La señora de Mark llamó y abrió la puerta; apareció una habitación similar a la primera, pero amueblada con una mesa grande a la que estaba sentado Paul, trabajando. La pantalla de gasa estaba cerrada.

Paul y Dora se alegraron de verse. Paul levantó la vista de la mesa y dirigió a su mujer una sonrisa radiante. A Dora siempre le resultaba infantil y conmovedor el placer que experimentaba Paul cuando ella le sorprendía dedicado a sus estudios. Le encantó verle trabajando, con aquel aire de importancia, e inmediatamente se sintió orgullosa de él, con lo que recuperó el concepto que tenía de Paul de hombre distinguido, y pensó que, evidentemente, era superior a Mark Strafford y a todos aquellos pesados. La capacidad de Dora para olvidar y vivir el momento, aunque con tanta frecuencia acarreaba problemas, también le hacía responder espontáneamente al retomar del brillo de la amabilidad. El hecho de no poseer memoria la hacía generosa. No era vengativa y no se obsesionaba; y en el momento en que atravesó la habitación, fue como si nunca hubiera existido ningún problema entre ellos.

—Estos son algunos de los manuscritos en los que trabajo —decía Paul, en voz baja—. Son de gran valor, y no estoy autorizado a sacarlos —estaba inclinado sobre la mesa, y abría varios volúmenes forrados de cuero de páginas gruesas y brillantemente ilustradas para que los viese Dora—. Aquí están las primeras crónicas del convento. Son únicas en su clase. Esto se llama «cartulario», y contiene copias de cartas y documentos legales. Y esto es el famoso salterio de Imber. ¿Ves las fantásticas letras iniciales, y los animales que trepan por el borde de la página? Y esto es un dibujo de la abadía tal y como era en mil cuatrocientos.

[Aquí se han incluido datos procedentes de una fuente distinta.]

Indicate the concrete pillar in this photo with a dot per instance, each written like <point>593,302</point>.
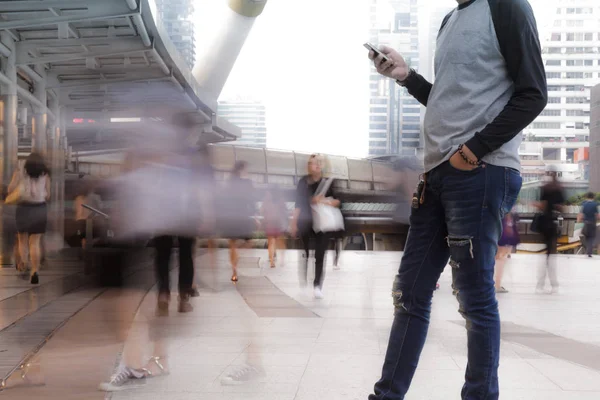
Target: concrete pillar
<point>61,173</point>
<point>40,117</point>
<point>9,143</point>
<point>54,138</point>
<point>214,66</point>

Dora vio un conjunto de edificios almenados recortados contra un fondo de árboles verdes muy frondosos y un cielo azul.

—Supongo que no sería realmente tan blanca —dijo—. Parece Italia. ¿Cómo se mantiene el dorado? ¡Mira, la vieja torre!

—¡Chist! —dijo Paul—. Sí; es la torre que aún existe. Naturalmente, es un dibujo muy cuidado. Este es el obispo que fundó el lugar, con una maqueta de la abadía en la mano. Con ella se puede uno hacer idea de la distribución. La abadía moderna tiene la misma planta que la antigua, aunque, naturalmente, no han tratado de reproducir los edificios medievales. Esa sección aún sobrevive, así como la torre. Puede verse en este viejo Libro de Evidencias.

—No debemos entretenerle mucho —dijo la señora de Mark—. Y, además, tengo que enseñarle a Dora la capilla y llevarla a dar una vuelta por la huerta, y volver a mis ocupaciones.

Paul estaba decepcionado.

—Te enseñaré más cosas mañana —dijo, y apretó el brazo de Dora al darse ésta la vuelta para marcharse.

Dora, a quien le hubiera gustado quedarse, le dirigió una sonrisa triste a espaldas de la señora de Mark, que se alejaba. Ya estaba decidiendo cómo burlarse de aquella señora cuando volviera a estar a solas con Paul. A Dora no se le ocurrían burlas con facilidad, por lo que tenía que pensarlas de antemano. Sus bromas a costa de otras personas eran con frecuencia un poquito torpes. Siguió a la señora de Mark, sonriendo para sus adentros, y también animada por el alivio de su complicidad con Paul.

La señora de Mark recorrió el último tramo del pasillo y entró en un pequeño vestíbulo que tenía dos puertas; una de ellas daba al jardín, y la otra a la capilla. Abrió la puerta del interior y empujó a Dora por ella; penetraron en una oscuridad total. Al entrecerrar los ojos para ver, Dora se dio cuenta de que la señora de Mark hacía una enérgica genuflexión junto a ella. A continuación empezó a tomar conciencia de que se encontraba en una pequeña habitación con un suelo de parquet exageradamente brillante, varios grabados religiosos en las paredes y cierto número de sillas y cojines. Aquel lugar estaba invadido por un fuerte olor a incienso. La habitación tenía una enorme reja interior, que en esta ocasión se extendía desde el suelo hasta el techo a lo ancho de la habitación. Habían cortado algunos barrotes para hacer una puerta, que estaba cerrada. Había una barandilla baja, situada a unos cuantos pies de la parte delantera de la verja, y detrás de los barrotes se veía borrosamente, a un nivel superior, sobre un estrado, un altar situado oblicuamente a la habitación. De un raíl de latón que atravesaba la verja colgaban dos largas cortinas blancas que estaban descorridas para mostrar el escenario. Cerca del altar ardía una pequeña luz roja. Desde dentro llegaba un silencio devastador.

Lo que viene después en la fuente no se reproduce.